The work was done by graphics editor Chris Alcantara, who used a mix of R, Excel, QGIS, and Illustrator to create this map.

We’re going to try to stick to R exclusively with the help of some packages like jsonlite, tigris, dplyr, ggplot2, sf, ggrepel, and shadowtext.

Files and folders

The repo for this project is on Github, but can be easily downloaded to your desktop with the following commands:

install.packages("usethis")

usethis::use_course("https://github.com/r-journalism/sf-sinclair-map/archive/master.zip")

Getting the data

There’s a map on Sinclair’s website showing off all their stations.

Grab the json URL that’s running the map.

We’ll use the jsonlite package

#install.packages("tidyverse")
#install.packages("jsonlite")
#install.packages("stringr")

library(tidyverse)
library(stringr)
library(jsonlite)

json_url <-"http://sbgi.net/resources/assets/sbgi/MetaverseStationData.json"

## If the url above doesn't exist anymore uncomment the line below and run it
# json_url <- "MetaverseStationData.json"

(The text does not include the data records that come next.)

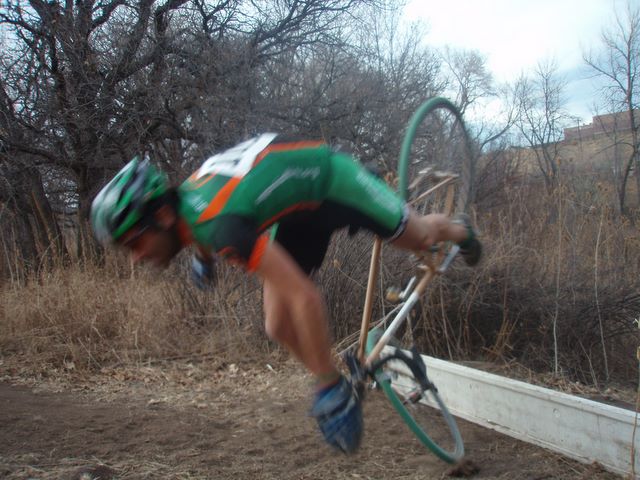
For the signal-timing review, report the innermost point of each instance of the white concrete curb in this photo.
(582, 429)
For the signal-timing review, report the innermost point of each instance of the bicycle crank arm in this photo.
(448, 259)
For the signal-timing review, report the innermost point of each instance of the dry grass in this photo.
(558, 291)
(78, 318)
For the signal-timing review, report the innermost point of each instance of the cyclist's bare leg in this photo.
(423, 231)
(308, 339)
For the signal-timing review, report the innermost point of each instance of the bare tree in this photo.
(84, 85)
(542, 117)
(617, 63)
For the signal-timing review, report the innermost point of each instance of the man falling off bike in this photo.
(227, 209)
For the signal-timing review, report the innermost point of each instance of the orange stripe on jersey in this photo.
(219, 200)
(293, 208)
(197, 182)
(283, 147)
(257, 253)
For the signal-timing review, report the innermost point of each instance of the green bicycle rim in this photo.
(425, 109)
(449, 457)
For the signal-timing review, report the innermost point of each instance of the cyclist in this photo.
(227, 208)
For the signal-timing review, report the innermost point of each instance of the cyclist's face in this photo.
(156, 244)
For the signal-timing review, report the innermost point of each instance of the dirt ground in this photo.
(189, 421)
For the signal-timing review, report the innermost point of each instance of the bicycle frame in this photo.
(411, 295)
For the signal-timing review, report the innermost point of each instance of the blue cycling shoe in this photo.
(338, 411)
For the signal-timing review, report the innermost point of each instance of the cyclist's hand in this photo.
(203, 271)
(338, 411)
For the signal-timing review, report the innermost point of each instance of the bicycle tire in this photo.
(416, 413)
(436, 140)
(437, 137)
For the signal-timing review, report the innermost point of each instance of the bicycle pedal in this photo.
(393, 294)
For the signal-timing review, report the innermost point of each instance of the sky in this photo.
(515, 35)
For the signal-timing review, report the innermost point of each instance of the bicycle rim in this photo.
(436, 145)
(428, 419)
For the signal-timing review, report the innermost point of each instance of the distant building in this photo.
(601, 124)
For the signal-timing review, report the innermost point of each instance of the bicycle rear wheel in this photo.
(436, 165)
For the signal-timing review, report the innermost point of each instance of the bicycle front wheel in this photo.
(422, 409)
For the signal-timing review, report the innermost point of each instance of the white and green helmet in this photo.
(122, 202)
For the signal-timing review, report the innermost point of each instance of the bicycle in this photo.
(436, 136)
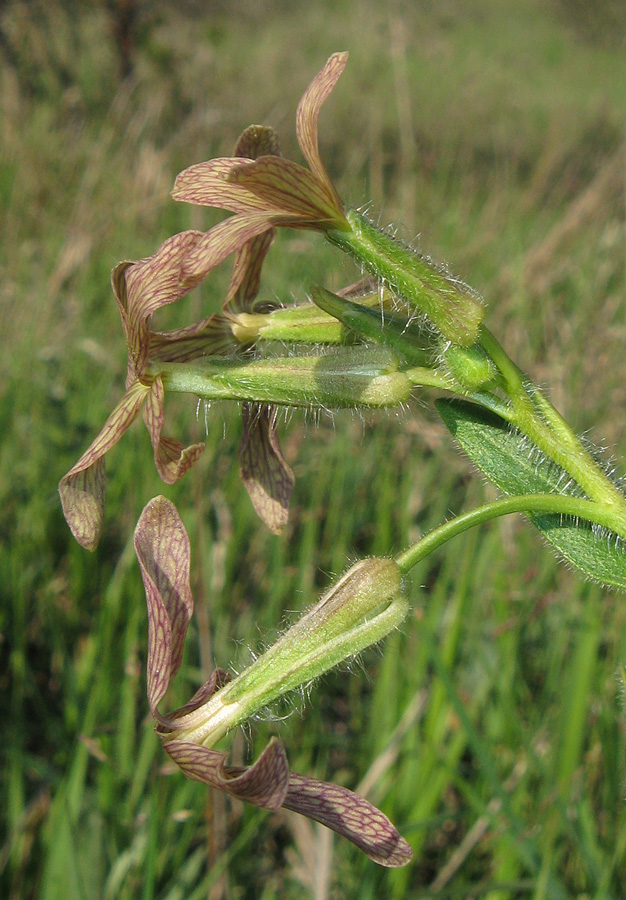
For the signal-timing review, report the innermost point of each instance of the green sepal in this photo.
(373, 325)
(517, 467)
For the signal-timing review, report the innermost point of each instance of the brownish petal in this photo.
(217, 680)
(291, 194)
(257, 140)
(264, 472)
(162, 548)
(351, 816)
(218, 243)
(171, 458)
(150, 284)
(307, 118)
(263, 784)
(246, 278)
(82, 489)
(207, 184)
(212, 336)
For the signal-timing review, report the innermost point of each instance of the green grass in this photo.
(494, 130)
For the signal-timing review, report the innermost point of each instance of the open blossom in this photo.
(162, 547)
(140, 289)
(267, 191)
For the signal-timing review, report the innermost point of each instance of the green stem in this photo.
(555, 504)
(533, 415)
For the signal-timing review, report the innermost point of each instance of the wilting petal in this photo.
(220, 242)
(307, 118)
(171, 458)
(150, 284)
(349, 815)
(212, 336)
(82, 489)
(264, 472)
(263, 784)
(217, 680)
(257, 140)
(162, 548)
(207, 184)
(291, 194)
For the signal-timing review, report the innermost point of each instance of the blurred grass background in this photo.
(492, 729)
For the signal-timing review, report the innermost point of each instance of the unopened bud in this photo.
(365, 604)
(451, 307)
(469, 366)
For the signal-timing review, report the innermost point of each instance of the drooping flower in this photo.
(365, 605)
(269, 190)
(140, 289)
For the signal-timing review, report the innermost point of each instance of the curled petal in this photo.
(220, 242)
(307, 118)
(264, 472)
(171, 458)
(150, 284)
(212, 336)
(349, 815)
(162, 548)
(257, 140)
(82, 489)
(206, 184)
(263, 784)
(217, 680)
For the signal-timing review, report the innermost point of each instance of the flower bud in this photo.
(451, 307)
(343, 377)
(365, 604)
(469, 366)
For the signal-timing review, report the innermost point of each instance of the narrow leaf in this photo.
(515, 466)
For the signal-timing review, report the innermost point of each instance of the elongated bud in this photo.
(343, 377)
(365, 604)
(294, 324)
(451, 307)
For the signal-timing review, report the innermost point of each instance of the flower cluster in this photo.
(263, 191)
(364, 606)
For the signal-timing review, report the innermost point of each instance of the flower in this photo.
(267, 191)
(141, 288)
(162, 547)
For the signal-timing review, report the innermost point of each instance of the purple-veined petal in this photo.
(246, 278)
(217, 680)
(349, 815)
(292, 195)
(307, 118)
(264, 472)
(150, 284)
(207, 184)
(218, 243)
(162, 548)
(171, 458)
(82, 489)
(257, 140)
(263, 784)
(212, 336)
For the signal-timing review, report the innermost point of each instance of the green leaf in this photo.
(516, 466)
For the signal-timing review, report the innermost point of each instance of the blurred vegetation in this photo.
(491, 729)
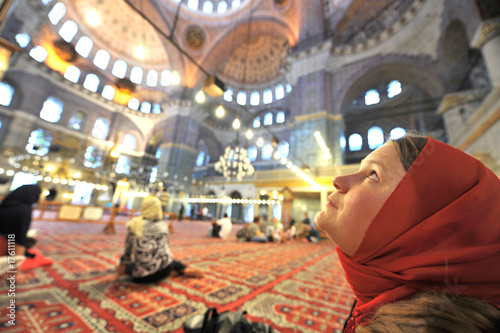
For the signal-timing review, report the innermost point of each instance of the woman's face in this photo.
(359, 197)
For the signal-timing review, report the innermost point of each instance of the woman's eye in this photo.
(373, 175)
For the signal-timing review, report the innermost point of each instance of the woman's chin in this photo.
(320, 219)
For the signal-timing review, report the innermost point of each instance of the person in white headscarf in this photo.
(147, 256)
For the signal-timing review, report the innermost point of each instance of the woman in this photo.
(147, 256)
(418, 215)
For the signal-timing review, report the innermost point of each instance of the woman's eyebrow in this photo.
(372, 161)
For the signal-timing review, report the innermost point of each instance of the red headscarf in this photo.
(439, 230)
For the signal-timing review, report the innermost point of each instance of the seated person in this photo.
(433, 312)
(253, 233)
(275, 231)
(147, 256)
(306, 229)
(222, 228)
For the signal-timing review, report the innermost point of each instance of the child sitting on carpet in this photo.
(147, 256)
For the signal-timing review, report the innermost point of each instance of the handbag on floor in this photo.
(225, 322)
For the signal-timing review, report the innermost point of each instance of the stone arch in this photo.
(454, 60)
(213, 145)
(406, 69)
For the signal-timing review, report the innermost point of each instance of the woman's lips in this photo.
(330, 204)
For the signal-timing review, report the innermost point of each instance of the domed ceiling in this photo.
(107, 20)
(257, 61)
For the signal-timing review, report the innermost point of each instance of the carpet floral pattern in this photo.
(294, 287)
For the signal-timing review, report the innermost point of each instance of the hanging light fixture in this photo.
(234, 163)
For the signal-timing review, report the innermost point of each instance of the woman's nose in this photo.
(341, 183)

stations <- fromJSON(json_url)

primary_stations <- stations %>% 
  filter(Channel=="Primary") %>% 
  mutate(
    Location=str_replace(Location, "Point \\(", ""),
    lat=str_replace(Location, " .*", ""),
    lon=str_replace(Location, ".* ", ""),
    lon=str_replace(lon, "\\)", ""))

Let’s take a look at what we’ve got:

glimpse(primary_stations)
## Observations: 192
## Variables: 28
## $ Call_Letter            <chr> "KAAS", "KAAS-LD", "KABB", "KAEF", "KAM...
## $ Logo_List              <chr> "", "", "kabb_fox.jpg", "/resources/ass...
## $ Logo_Map               <chr> "", "", "kabb_fox_map.jpg", "/resources...
## $ Web_1st_URL            <chr> "http://www.foxkansas.com", "http://www...
## $ Web_Address            <chr> "http://www.foxkansas.com", "http://www...
## $ Station                <chr> "KAAS", "KAAS-LD", "KABB", "KAEF", "KAM...
## $ Channel                <chr> "Primary", "Primary", "Primary", "Prima...
## $ Affiliation            <chr> "FOX", "FOX", "FOX", "ABC", "MyTV", "AB...
## $ DMA                    <chr> "Wichita - Hutchinson, KS", "Wichita - ...
## $ DMA_Code               <chr> "678", "678", "641", "802", "811", "820...
## $ DMA_Short              <chr> "Wichita_KS", "Wichita_KS", "San Antoni...
## $ DMA_Rank               <int> 67, 67, 31, 195, 105, 22, 58, 126, 126,...
## $ Station_Status         <chr> "O&O", "O&O", "O&O", "O&O", "JSA", "O&O...
## $ Station_Address        <chr> "316 North West Street, Wichita, KS 672...
## $ Station_City           <chr> "Wichita", "Wichita", "San Antonio", ""...
## $ Station_State          <chr> "KS", "KS", "TX", "", "NV", "OR", "AR",...
## $ Station_Zip            <int> 67203, 67203, 78229, NA, 89502, 97232, ...
## $ Station_Logo           <chr> "sbg_noimage", "sbg_noimage", "kabb_fox...
## $ Station_URL            <chr> "http://www.foxkansas.com, http://www.f...
## $ Station_Phone_Number   <chr> "316-942-2424", "316-942-2424", "210-36...
## $ Station_Fax_Number     <chr> "316-942-8927", "316-942-8927", "210-37...
## $ Actual_RF_Channel      <chr> "17", "31", "30", "22", "20", "43", "22...
## $ News_Schedule_Weekday  <chr> "", "", "0500-0900, 1100-1200, 2100-220...
## $ News_Schedule_Saturday <chr> "", "", "2100-2200", "", "", "0700-0900...
## $ News_Schedule_Sunday   <chr> "", "", "2100-2200", "", "", "0700-0900...
## $ Location               <chr> "-97.388134 37.68888)", "-97.388134 37....
## $ lat                    <chr> "-97.388134", "-97.388134", "-98.569649...
## $ lon                    <chr> "37.68888", "37.68888", "29.490196", ""...

Interesting.

Well, our ultimate goal is to map this out so readers can see the scope of influence that this company reaches.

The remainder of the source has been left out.